Starting into the first third the profile is much different from the cold draw, with a much more bold approach. Meaty salt and pepper, cinnamon and a rich buttery vegetal note start the profile out. The burn begins near perfect with nice little layered rings created a beautiful medium gray ash. Each draw brings plenty of smoke, with the cigar having a nice draw right in the middle of ideal. The cinnamon has faded slightly about an inch in, while the bold pepper and meaty notes are more out front. Somewhere in the middle is the vegetal note, not too strong, but not what I would say is a minor background note either.
Moving into the second third, the cigar continues with bold profile. There is less meatiness to it, though the pepper is still front and center. Cinnamon, spice and vegetal notes dance around each other, keeping me engaged in the cigar. The ash is holding well to an inch and the burn continues mostly even, only requiring a minor touch up right around the middle. An earthiness has started to develop, joining the pepper and spice, with the cinnamon mostly gone at this point and the vegetal notes very minor and in the background.
Interestingly enough, the final third sweetens up a bit, though the pepper, earth and spice are still quite strong. The cinnamon and vegetal notes are gone at this point, having been replaced completely by the rich earthy note. While the burn continues to be mostly even, as with the second third it needs a minor touch up to get a bit of the cigar that is lagging behind the rest of the burn. The ash is quite compact and still holding strong, only having dropped off around five times the entire cigar. As the Heritage finishes up it stays cool and the profile smooth.
- In addition to being bold, the Heritage is quite strong as well. I was feeling the strength by the end of the first cigar and the second only added to it, placing it firmly in the full category.
- According to Alfred Dunhill Ltd’s Wikipedia page, Dunhill inherited his father’s saddlery, and with the new fad of automobiles growing, started using the shop to produce accessories for them. It was his patented “Windshield Pipe” he developed that eventually led him into the tobacco business.

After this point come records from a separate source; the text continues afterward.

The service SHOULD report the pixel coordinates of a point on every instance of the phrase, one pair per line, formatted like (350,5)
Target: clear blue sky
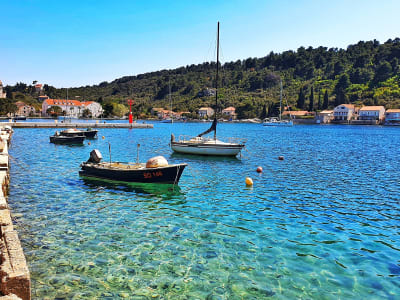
(84,42)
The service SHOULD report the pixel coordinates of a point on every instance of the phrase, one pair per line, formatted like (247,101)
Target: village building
(343,112)
(3,94)
(25,109)
(298,114)
(38,87)
(325,116)
(43,97)
(230,112)
(73,108)
(207,92)
(156,110)
(205,112)
(392,117)
(372,113)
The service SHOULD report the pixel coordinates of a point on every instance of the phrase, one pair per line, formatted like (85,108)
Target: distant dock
(76,125)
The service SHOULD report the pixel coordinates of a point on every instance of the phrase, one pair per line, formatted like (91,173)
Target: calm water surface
(321,224)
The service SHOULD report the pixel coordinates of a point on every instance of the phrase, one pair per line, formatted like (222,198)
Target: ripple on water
(323,223)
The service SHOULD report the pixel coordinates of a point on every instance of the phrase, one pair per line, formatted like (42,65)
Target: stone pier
(15,281)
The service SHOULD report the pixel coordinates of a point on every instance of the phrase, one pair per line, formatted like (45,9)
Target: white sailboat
(201,145)
(278,121)
(169,119)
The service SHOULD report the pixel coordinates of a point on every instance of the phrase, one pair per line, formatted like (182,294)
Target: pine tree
(319,100)
(311,105)
(325,105)
(264,112)
(301,99)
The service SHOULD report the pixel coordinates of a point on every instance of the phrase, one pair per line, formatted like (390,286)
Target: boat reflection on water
(193,157)
(165,191)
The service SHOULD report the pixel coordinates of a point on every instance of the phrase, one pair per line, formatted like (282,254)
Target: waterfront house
(156,110)
(73,108)
(372,113)
(392,117)
(24,109)
(41,98)
(205,112)
(2,93)
(229,112)
(343,112)
(325,116)
(38,87)
(297,114)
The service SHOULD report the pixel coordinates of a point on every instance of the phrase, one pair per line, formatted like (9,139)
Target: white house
(324,116)
(343,112)
(24,109)
(2,94)
(392,116)
(229,112)
(73,108)
(371,113)
(205,111)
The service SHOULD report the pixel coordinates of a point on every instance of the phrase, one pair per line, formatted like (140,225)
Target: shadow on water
(165,190)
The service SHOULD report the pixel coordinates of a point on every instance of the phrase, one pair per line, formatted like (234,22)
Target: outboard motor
(95,156)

- The Dunhill brand is still in the pipe game as well, with pipe tobacco manufactured and distributed by General Cigar Co.
- Dunhill cigars that were manufactured by Cubatabaco are highly sought after cigars. We’ve reviewed a few, including the Dunhill Cabinetta, Estupendos and Mojito.
- The cigars for this review were provided to halfwheel at the 2015 IPCPR Convention & Trade Show.
- Final smoking time averaged a little over two hours.
The Bottom Line:
Being familiar with the Dunhill brand but not having much experience with its current offerings, I went into this cigar not really knowing what to expect. What I was greeted with however, was an enjoyable blend of flavors in a cigar that had good construction and performed well despite a few minor touch ups. They set out to blend a bold cigar and that’s exactly what they produced, with strong flavors up front and some nice subtleties in the background, creating something that was more than just in your face black pepper and strength. While the price point would be a little higher than I would like and the line noticeably missing a size that includes a 40-something ring gauge, that doesn’t stop me from easily suggesting you seek these out and try them for yourself.